Many scholars have noted a striking historical analogy: in 1994, with the arrival of an easy to use graphics interface for the Internet, the WWW, our culture has experienced something akin to the movement from manuscripts to print in the 15th Century. Historians of media differ on many features of this global mutation in media: on the character of a culture centered on manuscripts, on the causal effects of print, on the degree to which media shapes or is shaped by culture. But there are three features of this shift that most scholars accept. Each has important implications for our ongoing institutionalization of the Web:
This thought experiement helps explain the censorship projects, conceived by the Catholic church and monarchs like Francis I of France and James I of England, to contain the menace of print. We late moderns are so used to a promiscuous glut of print media that it is difficult for us to understand why so many early moderns experienced a unsupervised printing as a serious threat to civilized life. Throughout the 16th and 17th Centuries, those who framed media policy worried that the spread of print would expand religious heresy and political sedition. They were right to worry. The subversive power of printing is illustrated by Martin Luther's translation of the Latin vulgate (15??) into German: by delivering the scriptures into the hands of every believer who could read in their native tongue, authority over the meaning of Holy Scripture is dispersed. Little wonder that the Pope convenes the Council of Trent to combat this democratization of religion with new systems of control. Most early modern systems of censorship required that anyone seeking to print a book--whether the author, bookseller or printer--receive a license from an officially authorized granter of licenses. This became the accepted norm throughout Europe in the early centuries of print.
An Unlicensed Press: History ran an early experiment in unlicensed printing: during the English Civil War (1641-1649), when Parliament had won effective control of London and the Stuart monarchy raised its standard at Oxford, England experienced a suspension of the informal system of censorship developed by the Crown and the Stationery's Company in the first century of printing in London (Feather). Civil War brought an unregulated explosion of print--much of it propaganda designed to advance one side or other in the war. Citizens began to experience, and perhaps enjoy, unfiltered access to a wide variety of writing. When the Parliament passed a new licensing act in 1644, which was modelled upon that of the monarchy it abhorred, John Milton published Areopagitica: an Address to Parliament for the Liberty of Unlicensed Printing. Milton's text outlines the argument for the system that exists in most of the liberal democratic states of our own day: a press that is "free" because there is no "prior restraint" of the press. In Milton's world of readers, the critical function of censorship--deciding what is true and false, good or evil--passes to the individual reader. In effect, each reader becomes his or her own censor.

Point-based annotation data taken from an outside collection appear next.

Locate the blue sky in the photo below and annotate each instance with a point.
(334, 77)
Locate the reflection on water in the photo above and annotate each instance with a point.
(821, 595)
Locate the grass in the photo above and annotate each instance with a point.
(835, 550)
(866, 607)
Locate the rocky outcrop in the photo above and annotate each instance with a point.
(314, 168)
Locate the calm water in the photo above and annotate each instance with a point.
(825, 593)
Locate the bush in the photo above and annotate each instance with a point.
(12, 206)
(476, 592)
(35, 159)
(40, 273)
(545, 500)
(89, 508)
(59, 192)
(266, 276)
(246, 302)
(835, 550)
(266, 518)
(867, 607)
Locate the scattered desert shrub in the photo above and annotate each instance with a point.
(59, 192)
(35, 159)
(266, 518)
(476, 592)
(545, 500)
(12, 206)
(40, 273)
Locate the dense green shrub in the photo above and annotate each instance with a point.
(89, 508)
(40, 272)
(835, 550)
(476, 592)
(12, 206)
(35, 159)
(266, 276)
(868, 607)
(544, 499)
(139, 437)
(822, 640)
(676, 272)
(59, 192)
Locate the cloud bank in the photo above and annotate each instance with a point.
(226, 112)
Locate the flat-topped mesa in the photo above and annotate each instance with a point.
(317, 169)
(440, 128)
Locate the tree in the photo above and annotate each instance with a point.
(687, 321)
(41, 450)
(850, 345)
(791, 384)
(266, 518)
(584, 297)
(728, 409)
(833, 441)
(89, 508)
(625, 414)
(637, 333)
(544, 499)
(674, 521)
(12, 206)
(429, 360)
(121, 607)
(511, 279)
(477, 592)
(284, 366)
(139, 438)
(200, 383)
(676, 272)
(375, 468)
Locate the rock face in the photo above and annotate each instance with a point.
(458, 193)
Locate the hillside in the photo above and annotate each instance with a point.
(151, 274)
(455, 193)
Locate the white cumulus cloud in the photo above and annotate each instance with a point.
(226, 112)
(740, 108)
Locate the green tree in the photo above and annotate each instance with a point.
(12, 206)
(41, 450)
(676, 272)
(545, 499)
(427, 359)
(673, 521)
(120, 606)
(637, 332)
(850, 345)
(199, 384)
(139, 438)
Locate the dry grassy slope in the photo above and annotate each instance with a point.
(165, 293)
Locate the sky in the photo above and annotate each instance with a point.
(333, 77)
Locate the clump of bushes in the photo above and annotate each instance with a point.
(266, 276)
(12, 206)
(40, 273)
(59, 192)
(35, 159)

Printing helped to make writing an ambient part of culture; print became a medium almost as pervasive as speech. Many in the early modern period still believed that censorship was possible. But, in fact, if one studies projects of censorship (from the 17th C. England and the Old regime in France to modern Russia, China, and Iran), one finds that censorship almost always fails. Rather than winning full control of what is written, published and read (as some may have dreamed of doing), official censorship becomes an unintended collaborator of writers. It inflects the character of texts written in the wake of censorship. See below, movie production code.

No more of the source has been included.